Billy Idol

Billy Idol

Chrysalis, 1982

REVIEW BY: Michael R. Smith


Shedding his Generation X skin (not to mention the longwinded name of William Michael Albert Broad) for a dazzling solo career, Billy Idol wastes no time in making an impression. As the song goes, “It’s a nice day, to start again.” From a visual standpoint, the first thing you notice is the Elvis snarl. Then you notice the platinum blond spiky hair and the fact that he has a penchant for leather. This is danger in its purest form, which undoubtedly set many a parent’s teeth on edge when he was unleashed on the public in 1982. Keep your teenage daughters safe at home and don’t let them out of your sight, because this bad boy’s clearly coming for ‘em!

Taking a tip from his fellow punk co-patriots from Britain, the Sex Pistols, adding a bit of Vegas pomposity and Presley swagger to the mix and what you have is a man on the prowl for stardom. He’s one of the 80’s greats you remember, owing a huge debt to MTV’s image factory. George Michael may have had the voice and Michael Jackson the billion selling albums, but only Billy Idol had the devil-may-care, rock ‘n roll attitude. Prince would arguably equal Idol’s intensity level, especially when it came to live performance. But Billy Idol never had to change his name, did he? my_heart_sings_the_harmony_web_ad_alt_250

Throughout his long career, he has stayed true to his own formula and his self-titled debut is the gold-standard blueprint. Kicking the walls down is the defiant first cut, “Come On Come On,” a sonic temper tantrum, if there ever was one. Then there are the hit singles, the Steve Stevens guitar stab of “White Wedding” and the ever-seductive “Hot In The City.” There’s also the familiar tribal-inspired “Love Calling” that would feature on the Vital Idol compilation, as well as the Generation X staple “Dancing With Myself,” which will have you doing exactly that in every room in your house.
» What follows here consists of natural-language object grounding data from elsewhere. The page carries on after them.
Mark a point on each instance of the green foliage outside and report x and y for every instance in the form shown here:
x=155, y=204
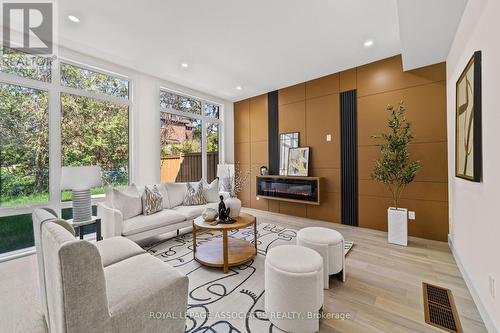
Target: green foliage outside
x=394, y=168
x=92, y=132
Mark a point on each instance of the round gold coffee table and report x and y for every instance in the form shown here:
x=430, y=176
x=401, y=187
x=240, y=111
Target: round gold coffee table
x=228, y=251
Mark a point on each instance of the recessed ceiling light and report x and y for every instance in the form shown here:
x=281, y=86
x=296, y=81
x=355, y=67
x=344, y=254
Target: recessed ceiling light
x=73, y=18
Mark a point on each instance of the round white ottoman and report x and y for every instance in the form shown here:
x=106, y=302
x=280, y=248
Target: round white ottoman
x=294, y=288
x=329, y=244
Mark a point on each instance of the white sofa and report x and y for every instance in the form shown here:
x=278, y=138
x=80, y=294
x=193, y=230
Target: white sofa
x=174, y=215
x=108, y=286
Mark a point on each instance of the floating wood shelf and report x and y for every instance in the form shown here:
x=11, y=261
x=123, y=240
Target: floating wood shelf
x=289, y=188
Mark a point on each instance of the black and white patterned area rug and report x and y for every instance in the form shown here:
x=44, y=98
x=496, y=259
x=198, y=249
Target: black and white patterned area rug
x=232, y=302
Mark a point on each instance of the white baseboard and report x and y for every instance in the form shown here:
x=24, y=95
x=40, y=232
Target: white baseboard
x=488, y=321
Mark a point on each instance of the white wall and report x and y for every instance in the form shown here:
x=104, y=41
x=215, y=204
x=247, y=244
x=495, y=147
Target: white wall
x=145, y=118
x=474, y=216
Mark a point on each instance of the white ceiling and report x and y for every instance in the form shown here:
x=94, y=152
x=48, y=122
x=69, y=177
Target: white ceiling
x=260, y=45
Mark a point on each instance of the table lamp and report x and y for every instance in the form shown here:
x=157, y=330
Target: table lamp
x=80, y=180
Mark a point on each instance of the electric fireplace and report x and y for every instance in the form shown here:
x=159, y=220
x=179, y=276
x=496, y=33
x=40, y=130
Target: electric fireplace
x=295, y=189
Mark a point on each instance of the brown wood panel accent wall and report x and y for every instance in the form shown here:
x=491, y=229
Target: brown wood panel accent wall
x=312, y=108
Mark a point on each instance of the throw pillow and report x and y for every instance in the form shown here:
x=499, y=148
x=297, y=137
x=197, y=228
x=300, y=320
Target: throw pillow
x=211, y=190
x=152, y=201
x=194, y=196
x=128, y=203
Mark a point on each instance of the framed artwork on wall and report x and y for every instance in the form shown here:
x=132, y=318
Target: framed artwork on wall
x=287, y=141
x=468, y=146
x=298, y=162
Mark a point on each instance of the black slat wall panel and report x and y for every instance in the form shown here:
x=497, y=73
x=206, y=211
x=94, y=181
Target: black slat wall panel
x=273, y=133
x=349, y=157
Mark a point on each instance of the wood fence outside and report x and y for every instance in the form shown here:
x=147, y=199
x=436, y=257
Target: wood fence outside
x=187, y=167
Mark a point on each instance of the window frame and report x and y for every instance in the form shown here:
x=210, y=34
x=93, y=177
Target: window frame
x=205, y=120
x=54, y=88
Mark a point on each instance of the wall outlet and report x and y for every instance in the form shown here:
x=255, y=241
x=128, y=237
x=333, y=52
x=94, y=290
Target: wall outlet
x=492, y=286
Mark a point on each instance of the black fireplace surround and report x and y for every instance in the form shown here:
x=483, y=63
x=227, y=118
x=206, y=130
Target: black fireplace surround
x=290, y=188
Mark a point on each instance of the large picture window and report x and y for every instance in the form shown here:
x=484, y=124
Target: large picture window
x=95, y=132
x=24, y=145
x=189, y=138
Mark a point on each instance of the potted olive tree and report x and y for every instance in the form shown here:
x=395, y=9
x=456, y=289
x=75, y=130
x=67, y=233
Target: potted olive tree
x=395, y=169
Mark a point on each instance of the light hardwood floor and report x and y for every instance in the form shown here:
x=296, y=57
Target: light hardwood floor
x=383, y=291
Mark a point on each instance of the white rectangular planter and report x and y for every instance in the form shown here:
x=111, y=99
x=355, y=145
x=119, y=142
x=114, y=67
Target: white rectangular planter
x=398, y=225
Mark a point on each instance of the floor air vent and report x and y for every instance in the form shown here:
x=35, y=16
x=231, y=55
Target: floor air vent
x=440, y=310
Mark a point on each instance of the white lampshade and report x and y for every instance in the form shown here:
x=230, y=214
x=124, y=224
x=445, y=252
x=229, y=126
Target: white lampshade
x=80, y=178
x=225, y=170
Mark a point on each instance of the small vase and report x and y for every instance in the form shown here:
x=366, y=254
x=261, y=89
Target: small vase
x=234, y=204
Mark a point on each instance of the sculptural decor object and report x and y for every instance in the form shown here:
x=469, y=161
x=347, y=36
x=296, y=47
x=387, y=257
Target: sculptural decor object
x=224, y=213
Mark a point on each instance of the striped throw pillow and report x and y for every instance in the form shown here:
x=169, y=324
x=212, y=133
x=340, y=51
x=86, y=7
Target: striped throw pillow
x=194, y=196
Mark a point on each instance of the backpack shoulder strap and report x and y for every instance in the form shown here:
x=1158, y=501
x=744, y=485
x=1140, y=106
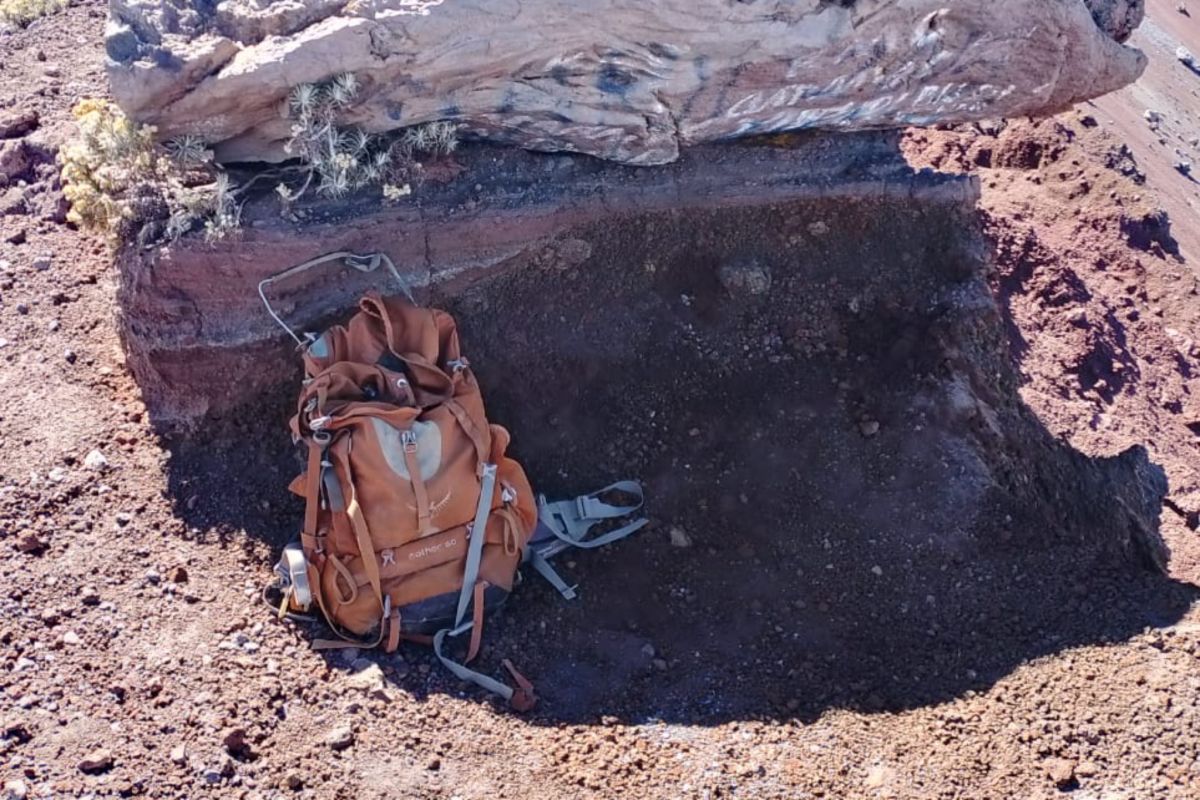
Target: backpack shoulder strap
x=573, y=519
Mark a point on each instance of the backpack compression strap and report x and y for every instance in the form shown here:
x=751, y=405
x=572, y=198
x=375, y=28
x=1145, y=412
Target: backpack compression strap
x=367, y=263
x=522, y=698
x=571, y=521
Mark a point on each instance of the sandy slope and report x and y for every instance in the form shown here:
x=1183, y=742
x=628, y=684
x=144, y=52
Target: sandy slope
x=131, y=643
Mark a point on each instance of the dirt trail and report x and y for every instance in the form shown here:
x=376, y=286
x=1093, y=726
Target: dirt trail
x=135, y=660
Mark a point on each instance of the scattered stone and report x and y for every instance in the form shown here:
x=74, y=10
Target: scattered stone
x=679, y=537
x=30, y=542
x=877, y=777
x=97, y=761
x=17, y=124
x=1061, y=771
x=234, y=741
x=95, y=461
x=340, y=738
x=745, y=277
x=369, y=679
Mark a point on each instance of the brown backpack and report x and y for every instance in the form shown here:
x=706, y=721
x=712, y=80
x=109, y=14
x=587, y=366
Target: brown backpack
x=415, y=519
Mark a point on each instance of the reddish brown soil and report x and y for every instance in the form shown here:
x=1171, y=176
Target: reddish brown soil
x=130, y=620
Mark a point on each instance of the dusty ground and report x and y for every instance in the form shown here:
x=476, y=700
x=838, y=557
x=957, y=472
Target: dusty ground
x=136, y=661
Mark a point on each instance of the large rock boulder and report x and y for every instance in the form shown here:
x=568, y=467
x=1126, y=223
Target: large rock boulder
x=631, y=82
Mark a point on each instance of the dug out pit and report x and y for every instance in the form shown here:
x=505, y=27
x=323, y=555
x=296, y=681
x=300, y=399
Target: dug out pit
x=797, y=353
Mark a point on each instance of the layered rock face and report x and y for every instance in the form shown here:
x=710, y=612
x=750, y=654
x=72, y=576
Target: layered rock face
x=630, y=82
x=202, y=344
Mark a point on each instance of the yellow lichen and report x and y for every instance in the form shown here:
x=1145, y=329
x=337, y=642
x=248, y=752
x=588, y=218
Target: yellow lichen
x=22, y=12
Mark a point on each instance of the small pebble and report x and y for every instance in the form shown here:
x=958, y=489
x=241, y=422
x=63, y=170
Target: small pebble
x=99, y=761
x=679, y=537
x=340, y=738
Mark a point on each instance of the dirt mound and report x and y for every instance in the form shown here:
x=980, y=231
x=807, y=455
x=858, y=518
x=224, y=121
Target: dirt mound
x=1006, y=657
x=1104, y=324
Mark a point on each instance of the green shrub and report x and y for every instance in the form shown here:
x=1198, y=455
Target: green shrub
x=341, y=160
x=22, y=12
x=120, y=182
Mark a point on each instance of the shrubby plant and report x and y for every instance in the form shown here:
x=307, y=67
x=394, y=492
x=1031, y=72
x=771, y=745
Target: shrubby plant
x=121, y=182
x=341, y=160
x=22, y=12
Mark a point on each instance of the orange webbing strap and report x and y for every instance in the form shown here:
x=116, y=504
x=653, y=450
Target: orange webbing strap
x=393, y=631
x=523, y=698
x=424, y=513
x=312, y=489
x=477, y=630
x=363, y=539
x=472, y=429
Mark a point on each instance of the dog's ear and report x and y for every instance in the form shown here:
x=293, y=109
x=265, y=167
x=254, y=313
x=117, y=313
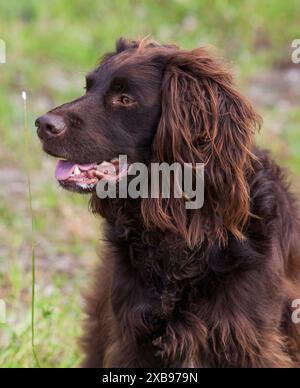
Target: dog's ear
x=204, y=119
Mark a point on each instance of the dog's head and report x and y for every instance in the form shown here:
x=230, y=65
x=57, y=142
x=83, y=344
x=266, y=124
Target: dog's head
x=159, y=103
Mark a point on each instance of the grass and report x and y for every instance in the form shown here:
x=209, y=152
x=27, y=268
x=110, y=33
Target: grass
x=50, y=46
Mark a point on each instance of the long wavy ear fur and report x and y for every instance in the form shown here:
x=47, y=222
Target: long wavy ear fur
x=204, y=119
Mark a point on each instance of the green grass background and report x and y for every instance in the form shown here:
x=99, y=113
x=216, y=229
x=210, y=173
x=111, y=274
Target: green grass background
x=50, y=46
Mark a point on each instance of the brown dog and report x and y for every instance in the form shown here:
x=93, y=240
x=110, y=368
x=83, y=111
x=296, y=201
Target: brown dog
x=182, y=288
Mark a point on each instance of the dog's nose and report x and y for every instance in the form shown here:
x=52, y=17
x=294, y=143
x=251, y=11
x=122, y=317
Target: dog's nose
x=50, y=125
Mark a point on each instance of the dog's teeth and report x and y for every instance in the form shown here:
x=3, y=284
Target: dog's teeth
x=104, y=164
x=77, y=171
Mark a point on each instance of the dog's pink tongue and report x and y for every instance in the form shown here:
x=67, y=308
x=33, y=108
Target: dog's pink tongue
x=64, y=169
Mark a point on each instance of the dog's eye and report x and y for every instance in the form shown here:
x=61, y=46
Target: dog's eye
x=126, y=100
x=88, y=83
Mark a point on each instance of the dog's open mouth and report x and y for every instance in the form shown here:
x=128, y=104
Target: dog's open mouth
x=85, y=177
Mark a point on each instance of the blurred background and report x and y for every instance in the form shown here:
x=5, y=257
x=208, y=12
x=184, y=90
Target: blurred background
x=50, y=47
Only later would Idol take himself less seriously, all but spoofing himself in the 1997 film The Wedding Singer. He always was like a cartoon character, when you really stop and think about it. That’s the fun thing about looking back at rock ‘n’ roll and the over-the-top theatrics of acts like the Ramones, KISS and Alice Cooper, or the endless array of hair metal bands from the ‘80s such as Poison or Guns ‘N Roses. Gene Simmons himself has even stated that rock ‘n roll is dead recently, referring to the fact that only hardcore fans revere that type of music anymore. There was a time and place for all the gimmickry and it sure ain’t now. We’ll just have to wait until that wave cycles back again, as it always does eventually.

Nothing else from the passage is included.